Die entsprechenden Opfer oder Handlungen des Analogiezaubers (z.B. rituelles Ausgießen von Wasser um Regen herbeizuführen) werden dann wieder im Normalzustand durchgeführt. Andere Medizinmänner vollziehen diese Handlungen auch ohne vorangehenden Trancezustand oder nach Befragung eines Orakels, bei dem die Ahnen den Fall und die Anordnung von geworfenen Hölzchen oder Knöchelchen steuern oder das Verhalten von Tieren, woraus dann die erforderliche magische Handlung abgelesen wird. Zauberer (mchawi) wird, wer durch eine herausragende und meist böse Tat Aufnahme in eine Geheimgesellschaft anderer Zauberer gefunden hat, die dann die Ausbildung übernehmen.

Diese Eintrittstat besteht z.B. in Nekrophagie (Verspeisen von Leichenteilen), der Ermordung eines Verwandten, was meist durch Gift geschieht, oder durch - nur von uns so bezeichnete - Tierquälerei. Nach der Tat, die den Nekrophyten natürlich in die Hand seiner Kollegen gibt, sucht man sich die Kraft von Noch-nicht-Ahnen anzueignen. Dies sind jüngst Verstorbene, deren mehrwöchige Umwandlung zum Ahnen noch nicht abgeschlossen ist, und die von den Zauberern nun gestört wird. Geöffnete Gräber, die von den Verwandten des Verstorbenen nicht genügend betreut wurden, zeugen davon. Durch den Tanz der Zauberer auf dem betroffenen Grab wird der Untote hervorgeholt und nun entweder seiner Kraft beraubt oder selbst zu Untaten gezwungen. Häufungen von Todesfällen zeigen die Aktivitäten solcher Geheimgesellschaften an, und den betroffenen Dorfbewohnern bleibt oft kein anderer Ausweg, als der eines Umzuges in eine einige Kilometer entfernte Gegend. Versehen mit der neugewonnenen Kraft vermögen sich die Zauberer auch in Leoparden zu verwandeln oder die Untoten in Leopardengestalt auszusenden, um ihre Mitmenschen zu terrorisieren.

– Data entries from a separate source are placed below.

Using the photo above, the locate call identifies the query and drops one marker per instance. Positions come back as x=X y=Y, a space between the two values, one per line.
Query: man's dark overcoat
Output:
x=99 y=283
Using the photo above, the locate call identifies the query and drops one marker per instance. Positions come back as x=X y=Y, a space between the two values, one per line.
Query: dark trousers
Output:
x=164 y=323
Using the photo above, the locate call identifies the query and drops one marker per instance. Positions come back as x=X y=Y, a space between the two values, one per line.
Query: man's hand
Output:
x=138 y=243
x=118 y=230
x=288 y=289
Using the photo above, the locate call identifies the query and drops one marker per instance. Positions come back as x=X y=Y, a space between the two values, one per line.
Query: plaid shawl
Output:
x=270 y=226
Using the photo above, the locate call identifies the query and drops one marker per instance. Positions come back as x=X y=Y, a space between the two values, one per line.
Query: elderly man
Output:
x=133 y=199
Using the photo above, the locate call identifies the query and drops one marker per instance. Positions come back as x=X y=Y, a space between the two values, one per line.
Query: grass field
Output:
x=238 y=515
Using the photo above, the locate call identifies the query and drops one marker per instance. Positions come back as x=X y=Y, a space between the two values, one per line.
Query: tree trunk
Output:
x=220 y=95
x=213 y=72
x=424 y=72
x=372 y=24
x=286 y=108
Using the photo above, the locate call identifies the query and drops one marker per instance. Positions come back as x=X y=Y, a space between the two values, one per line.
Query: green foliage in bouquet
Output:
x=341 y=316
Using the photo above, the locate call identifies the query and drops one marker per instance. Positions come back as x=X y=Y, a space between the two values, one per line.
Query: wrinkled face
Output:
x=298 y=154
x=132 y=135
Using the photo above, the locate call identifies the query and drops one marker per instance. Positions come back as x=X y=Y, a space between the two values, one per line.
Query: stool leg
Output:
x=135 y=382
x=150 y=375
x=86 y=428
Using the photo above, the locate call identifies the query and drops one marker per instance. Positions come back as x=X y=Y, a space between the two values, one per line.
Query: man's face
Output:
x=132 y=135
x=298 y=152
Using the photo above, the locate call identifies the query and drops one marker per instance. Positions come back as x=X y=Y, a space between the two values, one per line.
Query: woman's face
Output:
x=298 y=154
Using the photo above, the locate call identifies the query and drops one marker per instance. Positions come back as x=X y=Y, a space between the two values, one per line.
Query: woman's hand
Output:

Dies sind jedoch Extrembeispiele, meist wird auch die Macht der Zauberer nur dafür genützt, um im gewinnbringenden Auftrag von Klienten für deren Wohlergehen zu sorgen. Vor allem im Bereich des Analogiezaubers (sympathische Magie) haben die magischen Praktiken den Afrikaner(inne)n seit Jahrhunderten das Überleben gesichert und sich damit bewährt.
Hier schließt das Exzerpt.